8 - KEVIN POULSEN : Encore un génie précoce. À seulement 17 ans, Kevin Poulsen pirate en 1983 ARPANET, l’ancêtre d’Internet utilisé à l’époque par le Pentagone. Plus tard, en 1988, il hacke un ordinateur du gouvernement et y découvre des documents confidentiels. Après plusieurs condamnations, il se convertira en white hat.
7 - MICHAEL CALCE : Michael Calce n’a rien à envier à ses prédécesseurs. À 15 ans il pirate tout bonnement Yahoo, alors le moteur de recherche le plus populaire du web. Il ne s’arrête pas là puisqu’il décide de faire crasher Dell, eBay, CNN et Amazon via des attaques DDoS (attaques par deni de services), le tout en seulement une semaine. Ces activités soulevèrent pour la première fois une réelle inquiétude liée à la cybersécurité.
6 - JEANSON JAMES ANCHETA : Jeanson n’est intéressé ni par l’argent ni par la gloire. Son passe-temps, c’est les bots (un bot informatique est un agent logiciel automatique ou semi-automatique qui interagit avec des serveurs informatiques. Il se connecte et interagit avec le serveur comme un programme client utilisé par un humain). En 2005, il infecte pas moins de 400 000 ordinateurs à l’aide de ses bots faits maison. Il passera 57 mois en prison, ce qui fait de lui le premier pirate à être condamné pour l’usage de bots malveillants.
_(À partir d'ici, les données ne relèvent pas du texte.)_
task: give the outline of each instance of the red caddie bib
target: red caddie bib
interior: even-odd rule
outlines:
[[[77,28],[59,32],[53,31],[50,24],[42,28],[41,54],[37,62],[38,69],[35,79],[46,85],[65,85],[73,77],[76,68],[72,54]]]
5 - MATTHEW BEVAN ET RICHARD PRYCE : On monte encore d’un cran avec un duo de hackers accusé ni plus ni moins d’avoir failli déclencher une troisième guerre mondiale. En piratant plusieurs réseaux militaires à travers le monde, notamment aux États-Unis et en Corée du Sud, ils envoyèrent des documents extrêmement confidentiels à des pays ennemis. Pour leur défense, ils ont assuré être à la recherche de preuves de l’existence d’une vie extraterrestre.
4 - ALBERT GONZALEZ : Albert Gonzalez était un membre respecté du site Shadowcrew.com, un forum cybercriminel populaire du darknet. Il se fait arrêter à 22 ans et décide de coopérer avec les autorités pour éviter la prison. Il aidera ainsi à retrouver la trace de plusieurs membres clés de Shadowcrew.com. Pourtant, cela ne l’a pas empêché de continuer ses activités illicites. Au total, il aurait amassé 256 millions de dollars en piratant des cartes bancaires, et ce, pour une seule des multiples banques qu’il a attaquées.
3 - ADRIAN LAMO : En 2001, Adrian Lamo, alors âgé de 20 ans, se fait connaître en modifiant un article de Reuters pour y ajouter une fausse citation. Encouragé par sa réussite, il pirate le New York Times en 2002 et s’ajoute lui-même à la liste des sources fiables afin d’avoir accès à des données sensibles sur plusieurs personnalités publiques.
2 - ANONYMOUS : On ne présente plus Anonymous. Si le collectif est aujourd’hui très actif pour aider l’Ukraine contre la Russie, c’est en 2003 que celui-ci voit le jour sur un topic 4chan. Porte-étendards des white hats, Anonymous pirate notamment l’Église de Scientologie en 2008 pour démanteler son réseau. S’en suit une série d’actions politiques contre divers gouvernements. Anonymous est surtout connu pour parvenir à garder secrète l’identité de ses membres, grâce notamment à l’absence de hiérarchie au sein du groupe.
1 - KEVIN MITNICK : Kevin Mitnick est une véritable légende dans le monde du hacking. En 1982, alors qu’il est encore adolescent, il pirate le Commandement de la défense aérospatiale de l’Amérique du Nord (NORAD), un exploit qui inspirera le film War Games. D’autres faits d’armes sont notables, mais c’est surtout sa vision qui a fait de Kevin Mitmick le hacker renommé qu’il est aujourd’hui. En effet, il n’a jamais souhaité profiter des données qu’il avait en sa possession. L’histoire raconte qu’il a un jour obtenu les pleins pouvoirs sur le réseau de Pacific Bell (compagnie de télécommunications américaine), simplement pour prouver qu’il en était capable.